BOSTON, MASSACHUSSETTS — New research from Mass Eye and Ear hearing scientists shows that repeated noise exposure causes permanent damage to nerve fibers in the inner ear before it shows up on conventional hearing tests in the clinic.
As new therapies for different types of hearing loss enter clinical trials, knowing what damage has occurred in the inner ear is critically important in determining which patients will benefit the most from therapies.
Hidden Hearing Loss
Years ago, Mass Eye and Ear investigators M. Charles Liberman, PhD and Sharon G. Kujawa, PhD, showed in animals that noise overexposure causes inner ear damage that can’t be seen on an audiogram, the test that audiologists most commonly administer. They suggested this damage was at the root of one of the most common complaints of those with hearing loss: A person can hear that people are talking, but can’t understand what they are saying.
The audiogram – the gold-standard, hearing test – measures how loud a sound must be to be heard, but it doesn’t require any description of the sound. It’s like being asked in an eye exam whether there are any markings on the wall, without being asked to identify the letters. This is because the audiogram measures the health of the sensory cells in the inner ear, called hair cells, which convert sound into electrical signals.

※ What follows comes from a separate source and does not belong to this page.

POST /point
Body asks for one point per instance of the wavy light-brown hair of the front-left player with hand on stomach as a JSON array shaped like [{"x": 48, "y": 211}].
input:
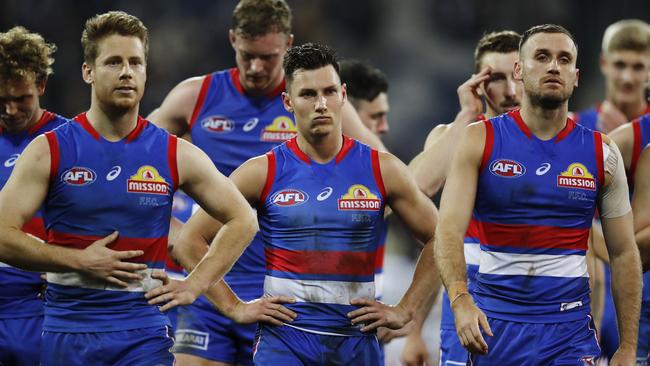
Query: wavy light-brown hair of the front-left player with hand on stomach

But to hear clearly, those signals have to reach the brain via the many fibers of the auditory nerve. In animal studies a decade ago, the Mass Eye and Ear investigators showed that noise destroys nerve fibers before the sensory cells. “When this happens, it is like down-sampling a picture,” Dr. Liberman, the director of the Eaton-Peabody Laboratories at Mass Eye and Ear, explained to Focus. “When the number of pixels decreases, you can still tell there’s an image there, but you can’t tell what it is.”
Researchers called this “hidden hearing loss” – a kind of damage that causes an obvious hearing impairment, but one that “hides” behind the audiogram, because sounds can still be detected, just not understood.